Allianz et l’UFA font valoir pour l’essentiel que la demande en responsabilité au titre du contrat d’assurance n’est pas justifiée : c’est au transporteur de déclarer l’ensemble des véhicules de sa flotte de transport de marchandises, le transporteur devant déclarer à son assureur, de façon précise, la liste des véhicules assurés en transport afin que le risque soit parfaitement connu et qualifié. Ils soutiennent qu’en matière d’assurance de flotte de véhicule, le besoin du professionnel est défini par la déclaration de l’assuré et estiment que le fait qu’il existe dans le contrat d’assurances des conditions précises que le souscripteur doit respecter après avoir reconnu avoir pleinement lu son contrat ne peut pas être source de responsabilité. Ils ajoutent que l’assureur ne pouvait pas savoir à quel usage était affecté en réalité le véhicule litigieux : véhicule d’entretien, de société ou encore de service.

Sur ce,

D’une part,

L’assurance responsabilité professionnelle est celle qui garantit les prestataires de services contre les conséquences pécuniaires de leurs responsabilités, aussi bien contractuelle que délictuelle. 

Elle ne garantit que les seules conséquences dommageables de l’exercice de la profession déclarée à l’exclusion de celles qui découlent d’une fonction secondaire ou accessoire. La délimitation du risque professionnel résulte surtout des conditions particulières de chaque police qui mentionnent la profession garantie et précisent les exclusions de risque. Elle garantit également la responsabilité que l’assuré peut encourir du fait de ses préposés par application de l’article L121-2 du code des assurances, quelles que soient la nature et la gravité des fautes des personnes dont il répond, mais le fait du préposé n’est couvert que dans la mesure où l’activité professionnelle de l’assuré est elle-même garantie.

Les exclusions communes à toutes les assurances sont :

-dommages causés aux membres de l’entourage de l’assuré

-dommages provenant d’une faute intentionnelle ou dolosive de l’assuré

-dommages résultant d’opération interdites par les textes légaux ou réglementaires

-les engagements particuliers dans la mesure où ils excèdent ceux auxquels l’assuré est tenu en vertu des textes légaux sur la responsabilité

-le non-versement ou la non-restitution des fonds reçus, sauf s’ils résultent d’un vol commis par les préposés ou collaborateurs au cours ou à l’occasion de leurs fonctions, qui relève de la garantie financière

-les amendes et pénalités infligées à titre personnel à l’assuré, sauf si le client est frappé d’amendes ou de pénalités du fait de l’erreur ou de la faute commise par le prestataires de service

-les dommages résultant d’un accident qui renvoi vers l’assurance responsabilité civile exploitation (sauf police multirisques qui comporte à la fois la RCP et la RCE)

Les exclusions doivent avoir un caractère formel et limité conformément aux dispositions de l’article L113-1 du code des assurances subordonne la validité de l’exclusion à son caractère formel et limité.
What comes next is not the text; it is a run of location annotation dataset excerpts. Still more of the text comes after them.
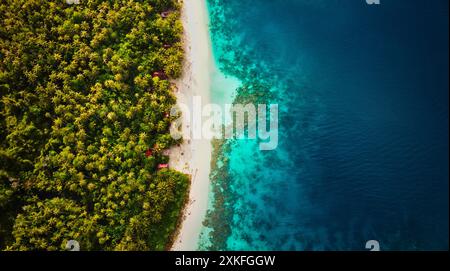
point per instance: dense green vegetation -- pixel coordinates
(80, 110)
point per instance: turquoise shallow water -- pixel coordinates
(363, 151)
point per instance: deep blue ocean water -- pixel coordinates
(363, 149)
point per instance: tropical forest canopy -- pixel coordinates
(84, 125)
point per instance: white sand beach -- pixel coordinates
(194, 156)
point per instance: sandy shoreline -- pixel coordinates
(193, 157)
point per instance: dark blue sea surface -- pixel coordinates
(363, 139)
Ainsi, la clause d’exclusions de garantie doit être clairement exprimée, ne doit pas  prêter à interprétation, ne pas vider la garantie de sa substance.

Sont garantis :

-les dommages corporels

-les dommages matériels (destruction de choses ou de substances, ou atteinte physique causée aux animaux)
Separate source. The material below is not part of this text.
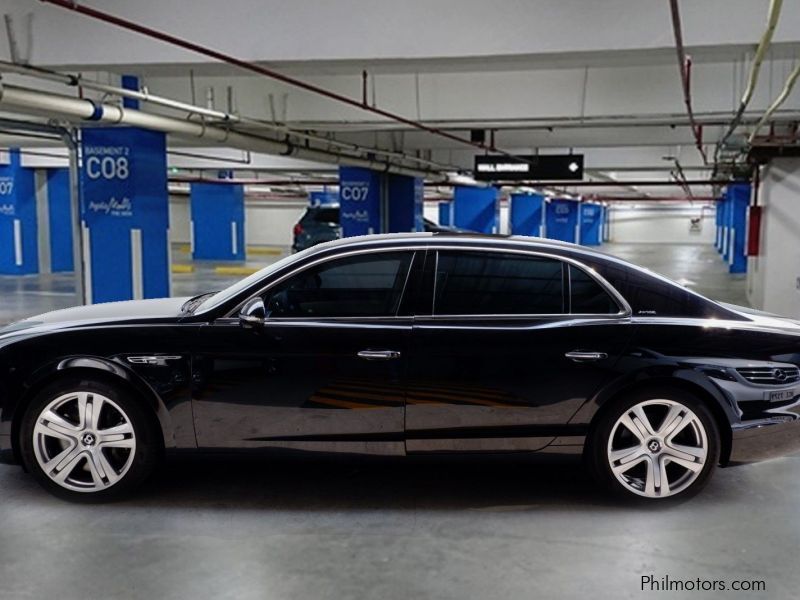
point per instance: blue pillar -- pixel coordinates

-les dommages immatériels : définis comme « tout préjudice pécuniaire résultant de la privation de jouissance d’un droit, de l’interruption d’un service rendu par une personne ou par un bien meuble ou immeuble, ou de la perte d’un bénéfice et qui entraîne directement la survenance de dommages corporels ou matériels et constitue l’objet même de la garantie dans les professions juridiques, financières et comptables ; les dommages « non consécutifs » dits « immatériels purs » peuvent être garantis.
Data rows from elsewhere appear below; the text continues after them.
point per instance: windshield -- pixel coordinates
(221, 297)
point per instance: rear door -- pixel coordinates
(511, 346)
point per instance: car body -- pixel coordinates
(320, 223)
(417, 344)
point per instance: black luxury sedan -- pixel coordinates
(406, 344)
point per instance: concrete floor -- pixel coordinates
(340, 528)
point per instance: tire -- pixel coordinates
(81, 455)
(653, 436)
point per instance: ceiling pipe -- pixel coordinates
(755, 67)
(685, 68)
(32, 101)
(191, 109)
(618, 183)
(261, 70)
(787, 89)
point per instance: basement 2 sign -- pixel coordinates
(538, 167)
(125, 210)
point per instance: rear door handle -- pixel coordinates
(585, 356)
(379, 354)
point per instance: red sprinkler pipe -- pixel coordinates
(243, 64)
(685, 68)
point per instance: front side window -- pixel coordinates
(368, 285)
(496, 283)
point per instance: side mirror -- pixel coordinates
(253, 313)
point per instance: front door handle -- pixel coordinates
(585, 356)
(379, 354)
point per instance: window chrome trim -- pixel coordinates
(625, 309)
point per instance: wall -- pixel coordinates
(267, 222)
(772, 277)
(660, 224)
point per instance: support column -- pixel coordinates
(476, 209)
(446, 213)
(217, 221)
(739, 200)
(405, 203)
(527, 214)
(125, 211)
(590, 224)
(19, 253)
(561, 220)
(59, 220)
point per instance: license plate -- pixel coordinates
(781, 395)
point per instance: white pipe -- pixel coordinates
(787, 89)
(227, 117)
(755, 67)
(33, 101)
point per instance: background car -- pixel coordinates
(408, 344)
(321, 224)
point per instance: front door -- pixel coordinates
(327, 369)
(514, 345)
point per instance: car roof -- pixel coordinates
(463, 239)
Enfin, en vertu de l’article L124-1 du code des assurances, l’assureur n’est tenu que si, à la suite du fait dommageable prévu au contrat, une réclamation amiable ou judiciaire est faite à l’assuré par le tiers lésé. L’assuré doit aviser l’assureur dès qu’il a eu connaissance et au plus tard dans les 5 jours de tout sinistre de nature à entraîner la garantie de l’assurance. Le point de départ du délai est la connaissance du sinistre par l’assuré, c’est à dire à la fois de l’événement et des conséquences éventuellement dommageables de nature à entraîner la garantie de l’assureur (article L113-2 du code des assurances).

D’autre part,

Indépendamment des obligations d’information imposées par la loi ou les textes réglementaires à l’assureur, la jurisprudence met à sa charge une obligation générale d’information et de conseil à l’égard de son cocontractant.

L’agent général est également débiteur d’une obligation d’information et de conseil vis-à-vis du preneur d’assurance.

C’est d’abord le preneur d’assurance qui doit renseigner loyalement l’assureur (ou son intermédiaire) pour que ce dernier se fasse une exacte opinion du risque et soit susceptible de l’assurer correctement.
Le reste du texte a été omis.